M4 fast scalar - markov2/perl5-Mail-Box GitHub Wiki
Mail::Box::FastScalar
Reading
MailBox started-off using IO::Scalar, which got later replaced by its own Mail::Box::FastScalar. These objects wrap a string (which contains a whole message) with a file-handle interface. This way, the same code can be used to parse incoming emails from different source, one of which is real files.
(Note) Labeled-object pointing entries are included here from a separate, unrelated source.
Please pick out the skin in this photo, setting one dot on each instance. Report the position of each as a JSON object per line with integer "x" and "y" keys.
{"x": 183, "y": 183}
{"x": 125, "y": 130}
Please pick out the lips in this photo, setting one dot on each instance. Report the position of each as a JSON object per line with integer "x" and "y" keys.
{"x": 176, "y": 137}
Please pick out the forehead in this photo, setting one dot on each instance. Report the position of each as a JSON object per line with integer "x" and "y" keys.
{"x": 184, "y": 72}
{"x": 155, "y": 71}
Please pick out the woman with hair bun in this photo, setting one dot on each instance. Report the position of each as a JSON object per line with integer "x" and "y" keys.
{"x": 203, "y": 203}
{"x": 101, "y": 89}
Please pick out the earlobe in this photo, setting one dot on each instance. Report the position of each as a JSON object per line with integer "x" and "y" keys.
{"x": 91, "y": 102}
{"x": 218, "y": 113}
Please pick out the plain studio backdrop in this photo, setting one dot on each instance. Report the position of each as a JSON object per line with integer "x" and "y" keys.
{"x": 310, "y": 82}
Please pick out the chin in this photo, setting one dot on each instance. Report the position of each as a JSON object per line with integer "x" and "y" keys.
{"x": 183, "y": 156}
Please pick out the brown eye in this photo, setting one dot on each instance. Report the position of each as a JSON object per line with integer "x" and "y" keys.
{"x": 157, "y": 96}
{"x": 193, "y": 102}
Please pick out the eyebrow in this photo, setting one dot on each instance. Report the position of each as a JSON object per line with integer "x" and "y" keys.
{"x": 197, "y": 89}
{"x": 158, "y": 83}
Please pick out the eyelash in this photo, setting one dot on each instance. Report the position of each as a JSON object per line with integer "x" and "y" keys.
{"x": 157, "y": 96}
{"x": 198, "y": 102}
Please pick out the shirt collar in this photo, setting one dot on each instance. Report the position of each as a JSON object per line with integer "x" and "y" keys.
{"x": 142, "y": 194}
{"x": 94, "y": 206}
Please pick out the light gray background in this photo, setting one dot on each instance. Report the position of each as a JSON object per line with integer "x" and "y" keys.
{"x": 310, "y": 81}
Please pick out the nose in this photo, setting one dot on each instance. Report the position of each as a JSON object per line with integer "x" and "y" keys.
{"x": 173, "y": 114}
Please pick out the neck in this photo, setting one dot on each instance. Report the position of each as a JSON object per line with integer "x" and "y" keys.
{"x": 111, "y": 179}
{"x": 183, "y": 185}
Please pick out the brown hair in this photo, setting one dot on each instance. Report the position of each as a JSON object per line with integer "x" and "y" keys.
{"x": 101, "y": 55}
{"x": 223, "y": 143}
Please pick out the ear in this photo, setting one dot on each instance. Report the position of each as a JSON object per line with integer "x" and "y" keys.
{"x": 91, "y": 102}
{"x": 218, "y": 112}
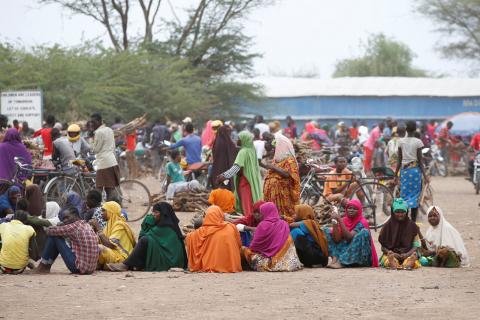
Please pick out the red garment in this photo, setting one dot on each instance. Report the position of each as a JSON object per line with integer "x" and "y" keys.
{"x": 46, "y": 134}
{"x": 84, "y": 244}
{"x": 475, "y": 143}
{"x": 445, "y": 134}
{"x": 131, "y": 141}
{"x": 353, "y": 133}
{"x": 367, "y": 160}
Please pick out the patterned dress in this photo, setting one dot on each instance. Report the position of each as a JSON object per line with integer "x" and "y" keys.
{"x": 284, "y": 192}
{"x": 285, "y": 260}
{"x": 356, "y": 253}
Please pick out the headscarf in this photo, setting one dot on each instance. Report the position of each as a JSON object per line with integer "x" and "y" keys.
{"x": 305, "y": 213}
{"x": 271, "y": 232}
{"x": 351, "y": 223}
{"x": 224, "y": 152}
{"x": 116, "y": 221}
{"x": 10, "y": 148}
{"x": 207, "y": 253}
{"x": 445, "y": 235}
{"x": 36, "y": 203}
{"x": 396, "y": 235}
{"x": 5, "y": 199}
{"x": 250, "y": 219}
{"x": 208, "y": 135}
{"x": 51, "y": 212}
{"x": 248, "y": 161}
{"x": 283, "y": 148}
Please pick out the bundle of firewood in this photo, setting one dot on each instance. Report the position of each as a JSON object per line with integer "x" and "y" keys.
{"x": 132, "y": 126}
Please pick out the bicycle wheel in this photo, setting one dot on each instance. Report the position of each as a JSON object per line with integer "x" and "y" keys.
{"x": 58, "y": 188}
{"x": 136, "y": 199}
{"x": 377, "y": 201}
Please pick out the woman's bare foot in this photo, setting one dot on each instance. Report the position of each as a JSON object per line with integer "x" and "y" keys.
{"x": 42, "y": 268}
{"x": 118, "y": 267}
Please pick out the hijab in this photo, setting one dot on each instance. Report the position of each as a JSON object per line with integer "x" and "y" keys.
{"x": 224, "y": 152}
{"x": 36, "y": 203}
{"x": 116, "y": 221}
{"x": 305, "y": 213}
{"x": 52, "y": 209}
{"x": 248, "y": 161}
{"x": 283, "y": 148}
{"x": 351, "y": 223}
{"x": 10, "y": 148}
{"x": 396, "y": 235}
{"x": 250, "y": 219}
{"x": 445, "y": 235}
{"x": 271, "y": 233}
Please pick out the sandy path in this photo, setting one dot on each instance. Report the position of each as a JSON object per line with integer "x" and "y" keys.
{"x": 311, "y": 294}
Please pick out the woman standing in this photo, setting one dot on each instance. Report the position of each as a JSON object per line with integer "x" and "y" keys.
{"x": 410, "y": 166}
{"x": 224, "y": 152}
{"x": 282, "y": 183}
{"x": 246, "y": 175}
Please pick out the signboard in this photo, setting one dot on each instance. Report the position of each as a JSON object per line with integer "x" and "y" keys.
{"x": 23, "y": 106}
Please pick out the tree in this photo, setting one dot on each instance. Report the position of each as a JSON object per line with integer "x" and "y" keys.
{"x": 383, "y": 57}
{"x": 459, "y": 22}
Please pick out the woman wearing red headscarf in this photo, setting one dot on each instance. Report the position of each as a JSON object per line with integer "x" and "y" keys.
{"x": 350, "y": 243}
{"x": 272, "y": 247}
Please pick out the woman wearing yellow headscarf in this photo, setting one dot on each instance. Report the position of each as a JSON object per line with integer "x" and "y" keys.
{"x": 117, "y": 240}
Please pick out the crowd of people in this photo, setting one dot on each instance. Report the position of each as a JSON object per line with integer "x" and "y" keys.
{"x": 253, "y": 171}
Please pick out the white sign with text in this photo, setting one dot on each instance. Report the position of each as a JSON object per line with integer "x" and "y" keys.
{"x": 23, "y": 106}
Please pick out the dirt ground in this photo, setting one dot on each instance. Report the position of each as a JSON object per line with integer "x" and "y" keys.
{"x": 311, "y": 294}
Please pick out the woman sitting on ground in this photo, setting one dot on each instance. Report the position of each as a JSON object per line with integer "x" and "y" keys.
{"x": 117, "y": 239}
{"x": 349, "y": 241}
{"x": 310, "y": 240}
{"x": 8, "y": 201}
{"x": 247, "y": 224}
{"x": 444, "y": 244}
{"x": 272, "y": 247}
{"x": 399, "y": 239}
{"x": 215, "y": 246}
{"x": 160, "y": 243}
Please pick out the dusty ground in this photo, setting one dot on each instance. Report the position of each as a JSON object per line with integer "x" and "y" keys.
{"x": 311, "y": 294}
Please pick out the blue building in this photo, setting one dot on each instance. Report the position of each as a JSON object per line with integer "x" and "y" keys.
{"x": 370, "y": 98}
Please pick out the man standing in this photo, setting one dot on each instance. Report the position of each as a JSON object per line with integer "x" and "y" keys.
{"x": 108, "y": 172}
{"x": 369, "y": 146}
{"x": 443, "y": 141}
{"x": 192, "y": 144}
{"x": 160, "y": 133}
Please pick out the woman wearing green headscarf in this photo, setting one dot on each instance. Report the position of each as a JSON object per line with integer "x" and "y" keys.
{"x": 246, "y": 175}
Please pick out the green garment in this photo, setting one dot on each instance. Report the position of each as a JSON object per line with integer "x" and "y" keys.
{"x": 248, "y": 161}
{"x": 165, "y": 250}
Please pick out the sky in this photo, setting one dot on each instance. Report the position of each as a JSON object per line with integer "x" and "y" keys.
{"x": 293, "y": 36}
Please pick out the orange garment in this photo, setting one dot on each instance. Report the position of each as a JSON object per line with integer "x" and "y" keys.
{"x": 333, "y": 183}
{"x": 215, "y": 246}
{"x": 223, "y": 198}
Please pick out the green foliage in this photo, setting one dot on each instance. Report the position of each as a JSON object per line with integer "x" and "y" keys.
{"x": 383, "y": 57}
{"x": 459, "y": 23}
{"x": 79, "y": 81}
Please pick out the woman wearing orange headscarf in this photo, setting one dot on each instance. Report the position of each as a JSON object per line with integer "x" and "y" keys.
{"x": 215, "y": 246}
{"x": 117, "y": 240}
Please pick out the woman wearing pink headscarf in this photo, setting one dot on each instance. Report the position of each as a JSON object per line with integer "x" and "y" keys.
{"x": 272, "y": 247}
{"x": 350, "y": 243}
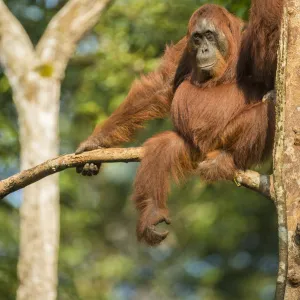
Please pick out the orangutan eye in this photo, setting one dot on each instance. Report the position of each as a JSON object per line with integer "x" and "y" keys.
{"x": 210, "y": 36}
{"x": 197, "y": 37}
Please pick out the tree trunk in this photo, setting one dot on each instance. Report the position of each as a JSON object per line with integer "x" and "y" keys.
{"x": 287, "y": 153}
{"x": 35, "y": 76}
{"x": 39, "y": 239}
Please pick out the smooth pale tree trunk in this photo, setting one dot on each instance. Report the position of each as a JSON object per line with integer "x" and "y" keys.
{"x": 35, "y": 76}
{"x": 287, "y": 153}
{"x": 39, "y": 238}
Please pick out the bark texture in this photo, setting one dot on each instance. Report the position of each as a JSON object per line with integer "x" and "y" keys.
{"x": 250, "y": 179}
{"x": 287, "y": 154}
{"x": 35, "y": 76}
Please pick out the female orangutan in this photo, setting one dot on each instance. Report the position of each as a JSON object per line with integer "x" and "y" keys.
{"x": 219, "y": 126}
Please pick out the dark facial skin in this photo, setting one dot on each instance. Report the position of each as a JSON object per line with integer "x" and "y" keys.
{"x": 208, "y": 47}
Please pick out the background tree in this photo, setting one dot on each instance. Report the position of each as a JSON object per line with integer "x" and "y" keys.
{"x": 35, "y": 75}
{"x": 223, "y": 243}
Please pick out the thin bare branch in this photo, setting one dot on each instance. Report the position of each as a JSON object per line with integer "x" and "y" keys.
{"x": 70, "y": 24}
{"x": 250, "y": 179}
{"x": 16, "y": 49}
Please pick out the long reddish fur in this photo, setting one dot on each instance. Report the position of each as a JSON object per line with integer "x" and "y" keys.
{"x": 220, "y": 125}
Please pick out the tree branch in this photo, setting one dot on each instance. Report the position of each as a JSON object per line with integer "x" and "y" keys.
{"x": 250, "y": 179}
{"x": 16, "y": 49}
{"x": 70, "y": 24}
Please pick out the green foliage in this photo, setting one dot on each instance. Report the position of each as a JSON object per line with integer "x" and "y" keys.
{"x": 222, "y": 242}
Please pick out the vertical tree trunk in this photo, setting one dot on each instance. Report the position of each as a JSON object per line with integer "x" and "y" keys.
{"x": 287, "y": 150}
{"x": 35, "y": 76}
{"x": 38, "y": 108}
{"x": 39, "y": 240}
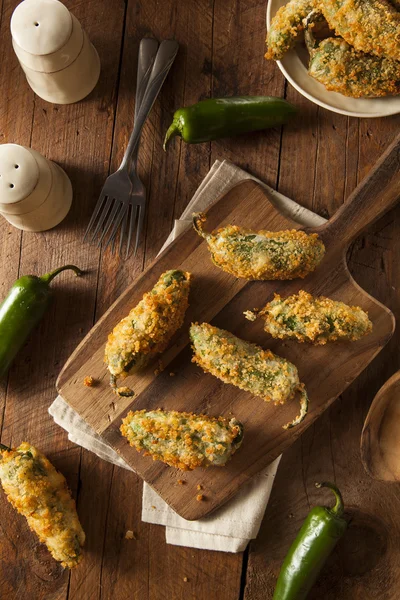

The three options to create a wrapper are
- IO::Scalar, part of the IO-Stringy, available since 1997
- Mail::Box::FastScalar, part of Mail-Message since somewhere 2005
Read in 0.288s, 62 MB
IO::Scalar read lines in 57.271s, 8597500 lines
Mail::Box::FastScalar read lines in 4.356s, 8597500 lines
The own implementation (which is a full file file compatible wrapper: reading, writing, seeks, etc) is 13.5x faster.
Experiment with split
FastScalar keeps the input as single scalar and then uses index() for find line endings. The lines are extracted with substr(). Can we speed this up with a split() on the input instead. Besides: we do no need a real (expensively tied) file-handle in MailBox, only an object which provides the same methods.
Measurement of user and sys times, average of 10 runs:
FastScalar: user=4.36s sys=0.02s
FastLines: user=3.16s sys=0.06s 38% more throughput
Conclusion: we can gain (a bit of) performance using split.